The goal is being a witness. “I will make you witnesses” is what Jesus says before his return to heaven. The goal is not satisfaction but serving. In fact, we should expect suffering, misunderstanding, hardship, and even persecution because the world does not always reward integrity and character. Sometimes it does but, in fact, it often rewards just the opposite and it looks to get rid of the virtues we read about in Proverbs. Instead of love and faithfulness the world values expediency and using people. Instead of a good name based on character the world will be satisfied with fame and outrageous behavior that attracts attention. Instead of trusting in the Lord, the world trusts power, dominance, manipulation, lies and bullying. Instead of honoring the Lord, the world finds ways to use the name of the Lord for their own purposes. Instead of discipline, the world values those who are undisciplined and love creating chaos and turmoil.
But, that said, the guidance the father is giving his son is invaluable. It is much better to live inside these principles than without them.
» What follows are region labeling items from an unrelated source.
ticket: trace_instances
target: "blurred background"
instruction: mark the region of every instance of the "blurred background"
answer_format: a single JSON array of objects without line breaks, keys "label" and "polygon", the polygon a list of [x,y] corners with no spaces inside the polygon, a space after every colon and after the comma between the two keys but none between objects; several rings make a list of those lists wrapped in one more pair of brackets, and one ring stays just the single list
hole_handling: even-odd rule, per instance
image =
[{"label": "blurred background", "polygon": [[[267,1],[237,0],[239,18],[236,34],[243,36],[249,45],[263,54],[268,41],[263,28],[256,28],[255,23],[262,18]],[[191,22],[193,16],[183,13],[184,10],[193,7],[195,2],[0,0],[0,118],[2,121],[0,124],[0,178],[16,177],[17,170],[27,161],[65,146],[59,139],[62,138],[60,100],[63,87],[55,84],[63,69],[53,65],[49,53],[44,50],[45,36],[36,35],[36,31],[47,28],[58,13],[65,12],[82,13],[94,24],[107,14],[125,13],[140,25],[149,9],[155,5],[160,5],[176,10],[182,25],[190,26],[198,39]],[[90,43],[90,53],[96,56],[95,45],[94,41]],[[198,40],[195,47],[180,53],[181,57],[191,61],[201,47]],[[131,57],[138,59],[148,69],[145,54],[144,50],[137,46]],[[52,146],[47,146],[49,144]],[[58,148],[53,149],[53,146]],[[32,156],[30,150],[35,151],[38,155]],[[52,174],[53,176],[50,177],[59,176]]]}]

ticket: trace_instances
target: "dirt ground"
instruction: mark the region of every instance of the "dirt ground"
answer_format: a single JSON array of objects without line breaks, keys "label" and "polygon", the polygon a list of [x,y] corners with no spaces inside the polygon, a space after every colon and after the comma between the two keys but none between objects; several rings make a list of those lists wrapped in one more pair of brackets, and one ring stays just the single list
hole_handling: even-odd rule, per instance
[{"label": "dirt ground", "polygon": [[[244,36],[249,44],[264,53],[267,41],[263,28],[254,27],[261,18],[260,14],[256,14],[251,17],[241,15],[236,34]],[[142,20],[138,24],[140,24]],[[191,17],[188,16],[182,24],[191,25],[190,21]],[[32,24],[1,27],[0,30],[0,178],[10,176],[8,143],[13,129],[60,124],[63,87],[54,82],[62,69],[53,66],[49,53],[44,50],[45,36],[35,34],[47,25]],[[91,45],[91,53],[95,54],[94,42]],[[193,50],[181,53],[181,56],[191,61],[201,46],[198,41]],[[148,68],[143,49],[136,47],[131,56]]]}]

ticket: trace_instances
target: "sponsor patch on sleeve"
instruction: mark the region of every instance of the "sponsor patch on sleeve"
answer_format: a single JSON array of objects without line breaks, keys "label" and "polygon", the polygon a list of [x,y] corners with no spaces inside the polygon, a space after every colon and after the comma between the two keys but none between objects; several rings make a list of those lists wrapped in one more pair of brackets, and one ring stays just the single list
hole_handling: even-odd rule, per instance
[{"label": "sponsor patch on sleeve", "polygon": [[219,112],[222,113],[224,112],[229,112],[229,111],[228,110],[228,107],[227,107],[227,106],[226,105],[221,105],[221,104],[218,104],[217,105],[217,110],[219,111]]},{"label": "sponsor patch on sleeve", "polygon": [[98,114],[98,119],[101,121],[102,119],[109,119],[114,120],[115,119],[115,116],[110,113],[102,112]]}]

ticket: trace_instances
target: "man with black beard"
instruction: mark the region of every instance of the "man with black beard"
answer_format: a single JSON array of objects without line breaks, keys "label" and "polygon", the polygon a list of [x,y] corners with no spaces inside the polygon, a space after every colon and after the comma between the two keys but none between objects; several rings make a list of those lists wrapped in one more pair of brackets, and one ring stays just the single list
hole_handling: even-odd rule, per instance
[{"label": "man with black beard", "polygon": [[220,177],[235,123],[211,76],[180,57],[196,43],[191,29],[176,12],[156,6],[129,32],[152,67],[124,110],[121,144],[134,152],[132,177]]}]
It is much better to pursue the principles of Proverbs – especially as a ruler or leader – than be a fool.
We not only have the assurance of God’s love and faithfulness but those should be marks of our own lives. Are we faithful or fickle? Are we steadfast or always blown about by the winds of changing circumstances? Are we persevering or do we fade when hardships or rejection comes? Faithfulness is what remains when everything else has been eroded away.
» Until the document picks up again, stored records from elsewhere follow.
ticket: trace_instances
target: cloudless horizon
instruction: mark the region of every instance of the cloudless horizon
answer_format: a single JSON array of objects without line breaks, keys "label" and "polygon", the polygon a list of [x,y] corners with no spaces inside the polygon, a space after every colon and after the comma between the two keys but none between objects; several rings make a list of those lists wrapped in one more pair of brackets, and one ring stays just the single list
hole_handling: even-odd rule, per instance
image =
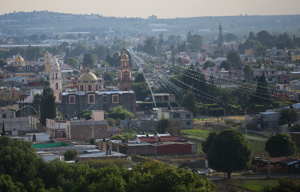
[{"label": "cloudless horizon", "polygon": [[287,2],[281,0],[214,0],[210,2],[196,0],[53,0],[49,2],[31,0],[24,2],[12,0],[9,2],[9,6],[0,9],[0,14],[14,11],[30,12],[33,10],[74,14],[92,13],[107,17],[137,17],[144,19],[152,15],[158,19],[169,19],[240,14],[245,15],[246,14],[248,16],[300,14],[300,0],[290,0],[288,3],[286,3]]}]

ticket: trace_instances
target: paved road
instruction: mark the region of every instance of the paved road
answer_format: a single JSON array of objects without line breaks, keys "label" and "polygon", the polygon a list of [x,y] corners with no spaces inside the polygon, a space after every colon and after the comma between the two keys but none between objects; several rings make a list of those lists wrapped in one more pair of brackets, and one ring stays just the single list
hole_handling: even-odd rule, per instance
[{"label": "paved road", "polygon": [[[225,175],[225,177],[226,176],[226,175]],[[250,178],[252,179],[252,178],[267,178],[268,176],[268,175],[263,175],[263,176],[231,176],[231,178],[241,178],[241,179],[249,179]],[[280,178],[281,177],[289,177],[290,178],[300,178],[300,174],[295,174],[292,175],[271,175],[270,176],[271,178]],[[207,177],[208,179],[210,179],[211,180],[217,180],[218,179],[220,179],[224,178],[224,176],[221,177]]]}]

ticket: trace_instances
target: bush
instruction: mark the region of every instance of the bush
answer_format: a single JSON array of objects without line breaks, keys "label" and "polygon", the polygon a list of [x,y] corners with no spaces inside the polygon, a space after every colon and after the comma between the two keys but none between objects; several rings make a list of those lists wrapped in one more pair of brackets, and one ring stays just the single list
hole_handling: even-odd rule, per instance
[{"label": "bush", "polygon": [[119,146],[119,152],[121,153],[126,154],[127,152],[127,146],[120,145]]}]

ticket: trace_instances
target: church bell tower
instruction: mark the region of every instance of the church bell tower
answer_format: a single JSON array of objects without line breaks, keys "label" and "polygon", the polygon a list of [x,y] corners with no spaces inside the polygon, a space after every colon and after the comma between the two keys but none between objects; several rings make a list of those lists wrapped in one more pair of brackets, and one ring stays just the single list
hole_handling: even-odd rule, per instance
[{"label": "church bell tower", "polygon": [[129,59],[126,54],[125,45],[123,49],[123,54],[121,56],[121,66],[119,68],[119,91],[129,91],[132,90],[131,68],[129,67]]}]

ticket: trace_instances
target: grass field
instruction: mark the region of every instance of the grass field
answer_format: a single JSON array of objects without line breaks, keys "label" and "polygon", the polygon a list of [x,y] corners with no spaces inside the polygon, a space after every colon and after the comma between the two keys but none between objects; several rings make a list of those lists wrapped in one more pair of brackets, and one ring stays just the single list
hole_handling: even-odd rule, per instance
[{"label": "grass field", "polygon": [[252,146],[252,150],[254,153],[266,152],[265,150],[265,142],[250,142],[250,144]]}]

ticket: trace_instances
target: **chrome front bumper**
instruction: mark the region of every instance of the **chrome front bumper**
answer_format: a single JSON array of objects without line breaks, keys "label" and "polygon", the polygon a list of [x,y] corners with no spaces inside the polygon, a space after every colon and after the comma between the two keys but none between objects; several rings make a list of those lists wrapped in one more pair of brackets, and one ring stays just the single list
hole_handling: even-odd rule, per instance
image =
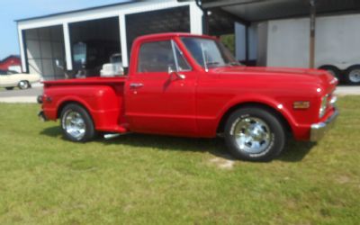
[{"label": "chrome front bumper", "polygon": [[312,124],[310,133],[310,140],[318,141],[320,139],[322,139],[325,133],[334,126],[338,116],[338,111],[335,109],[335,112],[332,113],[330,117],[328,118],[328,120],[322,122]]}]

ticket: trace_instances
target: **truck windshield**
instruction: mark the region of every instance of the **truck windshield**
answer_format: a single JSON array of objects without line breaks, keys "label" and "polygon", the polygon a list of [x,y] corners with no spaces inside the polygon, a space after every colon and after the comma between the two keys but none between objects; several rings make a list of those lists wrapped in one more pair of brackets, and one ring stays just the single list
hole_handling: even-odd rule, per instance
[{"label": "truck windshield", "polygon": [[205,69],[240,65],[218,40],[193,37],[183,37],[182,40],[196,62]]}]

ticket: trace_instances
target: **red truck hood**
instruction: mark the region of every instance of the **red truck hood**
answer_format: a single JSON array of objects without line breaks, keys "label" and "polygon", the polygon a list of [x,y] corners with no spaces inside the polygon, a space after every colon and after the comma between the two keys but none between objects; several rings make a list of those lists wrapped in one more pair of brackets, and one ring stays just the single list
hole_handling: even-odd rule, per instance
[{"label": "red truck hood", "polygon": [[298,82],[308,81],[320,85],[334,85],[338,84],[336,78],[329,73],[320,69],[308,68],[252,68],[252,67],[227,67],[212,69],[212,72],[219,74],[222,77],[232,76],[233,75],[246,75],[254,76],[264,76],[267,78]]}]

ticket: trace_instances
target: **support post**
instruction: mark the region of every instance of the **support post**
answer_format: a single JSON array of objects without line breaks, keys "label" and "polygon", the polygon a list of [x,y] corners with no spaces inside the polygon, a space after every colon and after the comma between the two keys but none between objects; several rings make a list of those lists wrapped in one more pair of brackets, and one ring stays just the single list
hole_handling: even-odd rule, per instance
[{"label": "support post", "polygon": [[310,0],[310,56],[309,68],[315,67],[316,0]]},{"label": "support post", "polygon": [[64,32],[64,44],[65,44],[65,56],[67,62],[67,69],[73,69],[73,60],[71,56],[71,41],[70,41],[70,32],[68,31],[68,23],[64,22],[62,24],[63,32]]}]

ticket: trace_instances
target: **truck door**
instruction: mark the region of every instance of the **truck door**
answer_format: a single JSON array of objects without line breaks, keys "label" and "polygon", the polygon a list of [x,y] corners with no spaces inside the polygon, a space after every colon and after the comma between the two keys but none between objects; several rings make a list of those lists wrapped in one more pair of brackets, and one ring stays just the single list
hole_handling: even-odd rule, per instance
[{"label": "truck door", "polygon": [[197,76],[172,40],[145,42],[125,87],[131,130],[194,136]]}]

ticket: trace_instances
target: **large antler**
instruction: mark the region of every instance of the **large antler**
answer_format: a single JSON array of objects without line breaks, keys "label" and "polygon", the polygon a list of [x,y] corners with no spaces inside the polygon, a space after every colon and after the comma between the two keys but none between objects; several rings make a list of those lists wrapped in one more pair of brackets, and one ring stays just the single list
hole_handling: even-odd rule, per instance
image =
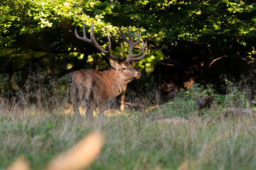
[{"label": "large antler", "polygon": [[119,28],[120,32],[119,32],[117,30],[117,33],[122,37],[122,38],[129,44],[129,52],[128,52],[128,57],[127,57],[125,56],[124,49],[123,49],[123,47],[122,47],[122,44],[121,44],[122,52],[122,54],[124,55],[124,57],[121,57],[119,52],[118,52],[118,54],[119,54],[118,57],[111,54],[111,42],[110,42],[110,35],[109,35],[108,33],[107,33],[107,38],[108,38],[108,41],[109,41],[109,47],[108,47],[109,50],[106,51],[102,47],[100,47],[100,45],[97,42],[96,38],[95,38],[95,35],[94,34],[94,23],[92,23],[91,25],[91,26],[90,26],[90,28],[91,28],[91,30],[90,30],[90,38],[91,39],[87,38],[87,36],[86,36],[86,31],[85,31],[85,24],[83,25],[83,27],[82,27],[82,28],[83,28],[83,36],[82,37],[79,36],[76,29],[75,30],[75,36],[79,40],[85,41],[87,43],[93,45],[100,52],[102,52],[102,53],[104,53],[106,55],[110,56],[110,57],[111,57],[112,59],[113,59],[113,60],[116,60],[117,62],[123,62],[124,60],[126,60],[127,62],[141,61],[143,59],[143,57],[145,57],[145,55],[146,54],[147,48],[146,48],[145,52],[142,56],[140,56],[139,57],[139,57],[139,55],[141,55],[142,54],[142,52],[143,52],[143,51],[144,51],[144,48],[146,47],[146,42],[144,43],[143,42],[143,40],[142,40],[142,50],[137,55],[132,55],[132,50],[133,50],[134,47],[139,42],[139,33],[137,32],[137,41],[135,42],[134,42],[132,41],[132,33],[131,33],[129,28],[127,27],[128,28],[127,34],[128,34],[128,37],[129,37],[129,40],[128,40],[126,38],[126,36],[124,35],[124,33],[122,32],[121,28],[119,26],[118,26],[118,27]]}]

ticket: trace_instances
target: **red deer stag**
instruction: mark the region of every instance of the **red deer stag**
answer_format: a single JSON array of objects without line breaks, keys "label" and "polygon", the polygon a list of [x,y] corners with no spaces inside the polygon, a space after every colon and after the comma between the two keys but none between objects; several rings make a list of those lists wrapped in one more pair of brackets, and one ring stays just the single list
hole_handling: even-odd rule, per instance
[{"label": "red deer stag", "polygon": [[92,44],[103,54],[109,56],[110,57],[110,65],[112,67],[112,68],[104,72],[97,72],[94,69],[81,69],[72,74],[70,94],[75,116],[80,116],[79,106],[82,103],[83,105],[85,104],[85,106],[87,106],[85,115],[88,119],[93,119],[93,110],[96,106],[99,106],[99,116],[102,117],[106,109],[107,102],[119,95],[127,84],[142,76],[142,74],[134,69],[130,62],[141,61],[144,57],[147,48],[146,48],[144,53],[143,52],[146,42],[144,43],[142,40],[141,51],[138,54],[132,55],[133,48],[139,42],[139,35],[137,32],[137,40],[136,42],[133,42],[131,32],[129,27],[127,28],[129,38],[125,36],[119,26],[119,31],[116,29],[124,41],[129,44],[127,57],[124,54],[122,44],[123,57],[121,57],[119,54],[119,56],[115,56],[111,53],[111,42],[108,33],[108,51],[100,47],[96,41],[94,34],[94,24],[90,26],[90,39],[86,36],[85,25],[83,26],[83,37],[80,37],[76,29],[75,30],[75,36],[78,39]]}]

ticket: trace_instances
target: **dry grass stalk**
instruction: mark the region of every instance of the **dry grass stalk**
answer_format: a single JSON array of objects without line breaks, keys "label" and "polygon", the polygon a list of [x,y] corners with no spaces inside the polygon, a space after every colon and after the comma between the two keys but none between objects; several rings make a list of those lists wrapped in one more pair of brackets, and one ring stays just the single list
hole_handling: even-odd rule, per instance
[{"label": "dry grass stalk", "polygon": [[103,137],[92,132],[63,154],[54,159],[47,170],[76,170],[88,167],[100,154]]},{"label": "dry grass stalk", "polygon": [[29,170],[29,164],[26,159],[19,157],[15,160],[6,170]]}]

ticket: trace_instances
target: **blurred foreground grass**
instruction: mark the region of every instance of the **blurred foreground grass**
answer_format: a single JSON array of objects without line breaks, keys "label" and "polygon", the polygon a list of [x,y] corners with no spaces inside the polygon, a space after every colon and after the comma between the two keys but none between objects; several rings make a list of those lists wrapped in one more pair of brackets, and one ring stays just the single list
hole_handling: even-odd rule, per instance
[{"label": "blurred foreground grass", "polygon": [[148,110],[191,118],[176,123],[153,121],[134,110],[90,122],[75,121],[63,107],[0,110],[0,169],[23,157],[32,169],[44,169],[87,134],[100,131],[103,147],[89,169],[256,169],[256,118],[220,116],[232,105],[250,108],[250,101],[244,94],[215,96],[198,117],[195,99],[212,93],[203,90],[181,91],[174,101]]}]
Do we trust in the Lord or other things? We don’t really know until we lose those other things, do we? I have often thought I trusted in the Lord with all my heart only to discover that I trusted Him with certain things in my life but not with others. I did not have the trust of Job who said in the midst of the worst trials, “Though he slay me yet will I trust him.” My trust was built on blessings but faded quickly when hardships came.
Do I honor the Lord with my wealth or do I use my wealth to honor my social standing by giving? How does my giving honor God? What do people say about God or do they talk about me? Does my giving make them feel obligated to thank me or does it turn their eyes toward God?
Look at 2 Corinthians 9
“This service that you perform is not only supplying the needs of the Lord’s people but is also overflowing in many expressions of thanks to God. Because of the service by which you have proved yourselves, others will praise God for the obedience that accompanies your confession of the gospel of Christ, and for your generosity in sharing with them and with everyone else. And in their prayers for you their hearts will go out to you, because of the surpassing grace God has given you. Thanks be to God for his indescribable gift!”
Finally, do I welcome discipline? Discipline is not the same as punishment, is it? It is structure and correction with the intention of improving and making more mature and wise. We need to remember that we are being prepared not just for this life but for the life to come. God is guiding us toward that and not just toward a good life now.
Proverbs has value as principles but not as guaranteed promises of prosperity and success. It is one of God’s tools for shaping us but is not the whole of God’s word for us.